XTransfer: Modality-Agnostic Few-Shot Model Transfer for Human Sensing at the Edge
Yu Zhang, Xi Zhang, Hualin Zhou, Xinyuan Chen, Shang Gao, Hong Jia, Jianfei Yang, Yuankai Qi, Tao Gu
TL;DR
This work addresses cross-modality, few-shot model transfer for human sensing on edge devices, where data scarcity and resource constraints hinder deployment. It introduces XTransfer, a modality-agnostic framework combining a Splice–Repair–Removal SRR pipeline with a Layer-Wise Search (LWS) mechanism to repair and restructure pre-trained models using only a few sensor samples.

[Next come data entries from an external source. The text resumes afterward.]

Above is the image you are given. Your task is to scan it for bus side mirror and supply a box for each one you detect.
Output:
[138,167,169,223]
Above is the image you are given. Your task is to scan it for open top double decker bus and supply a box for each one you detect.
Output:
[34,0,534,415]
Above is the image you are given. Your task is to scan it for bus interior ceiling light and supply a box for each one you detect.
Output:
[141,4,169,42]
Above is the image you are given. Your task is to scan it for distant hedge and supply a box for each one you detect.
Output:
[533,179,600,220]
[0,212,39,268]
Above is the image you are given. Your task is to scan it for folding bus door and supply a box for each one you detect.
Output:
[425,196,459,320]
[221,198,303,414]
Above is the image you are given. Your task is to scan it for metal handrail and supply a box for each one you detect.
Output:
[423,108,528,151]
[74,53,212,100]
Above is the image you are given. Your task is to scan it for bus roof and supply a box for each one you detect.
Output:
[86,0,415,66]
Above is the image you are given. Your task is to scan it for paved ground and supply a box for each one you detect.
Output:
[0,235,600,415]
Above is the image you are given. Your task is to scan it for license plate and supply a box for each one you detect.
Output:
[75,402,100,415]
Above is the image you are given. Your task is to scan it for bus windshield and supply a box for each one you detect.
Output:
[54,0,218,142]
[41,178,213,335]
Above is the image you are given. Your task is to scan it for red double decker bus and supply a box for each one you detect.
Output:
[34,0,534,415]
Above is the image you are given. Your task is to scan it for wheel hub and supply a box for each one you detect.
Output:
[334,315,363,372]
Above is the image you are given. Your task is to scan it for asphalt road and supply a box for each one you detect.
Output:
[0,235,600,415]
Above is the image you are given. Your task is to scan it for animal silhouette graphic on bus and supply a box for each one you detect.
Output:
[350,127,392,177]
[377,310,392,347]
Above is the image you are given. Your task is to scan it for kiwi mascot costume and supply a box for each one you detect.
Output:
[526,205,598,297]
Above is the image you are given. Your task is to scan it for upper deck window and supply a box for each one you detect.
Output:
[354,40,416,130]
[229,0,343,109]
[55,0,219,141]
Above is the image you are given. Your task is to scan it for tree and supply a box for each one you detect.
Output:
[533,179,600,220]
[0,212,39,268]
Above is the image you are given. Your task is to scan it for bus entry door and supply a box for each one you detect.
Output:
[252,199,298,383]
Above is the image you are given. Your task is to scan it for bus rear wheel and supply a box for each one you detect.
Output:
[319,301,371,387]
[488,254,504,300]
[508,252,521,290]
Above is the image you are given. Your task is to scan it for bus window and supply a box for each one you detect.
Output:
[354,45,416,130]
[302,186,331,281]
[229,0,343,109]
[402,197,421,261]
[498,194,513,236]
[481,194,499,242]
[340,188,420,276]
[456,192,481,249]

The core ideas include anchor-based latent space alignment in a reduced PCA space, an anchor-based repair loss to minimize layer-wise distribution shifts, and an efficient, NAS-inspired layer recombining strategy under resource budgets. Experimental results demonstrate state-of-the-art accuracy and substantial reductions in data needs, training time, and edge-deployment costs across multiple sensing modalities and datasets. Overall, XTransfer offers a scalable, practical path to reuse public pre-trained models for diverse edge sensing tasks with limited labeled data.
Abstract
Deep learning for human sensing on edge systems presents significant potential for smart applications. However, its training and development are hindered by the limited availability of sensor data and resource constraints of edge systems. While transferring pre-trained models to different sensing applications is promising, existing methods often require extensive sensor data and computational resources, resulting in high costs and limited transferability. In this paper, we propose XTransfer, a first-of-its-kind method enabling modality-agnostic, few-shot model transfer with resource-efficient design. XTransfer flexibly uses pre-trained models and transfers knowledge across different modalities by (i) model repairing that safely mitigates modality shift by adapting pre-trained layers with only few sensor data, and (ii) layer recombining that efficiently searches and recombines layers of interest from source models in a layer-wise manner to restructure models. We benchmark various baselines across diverse human sensing datasets spanning different modalities. The results show that XTransfer achieves state-of-the-art performance while significantly reducing the costs of sensor data collection, model training, and edge deployment.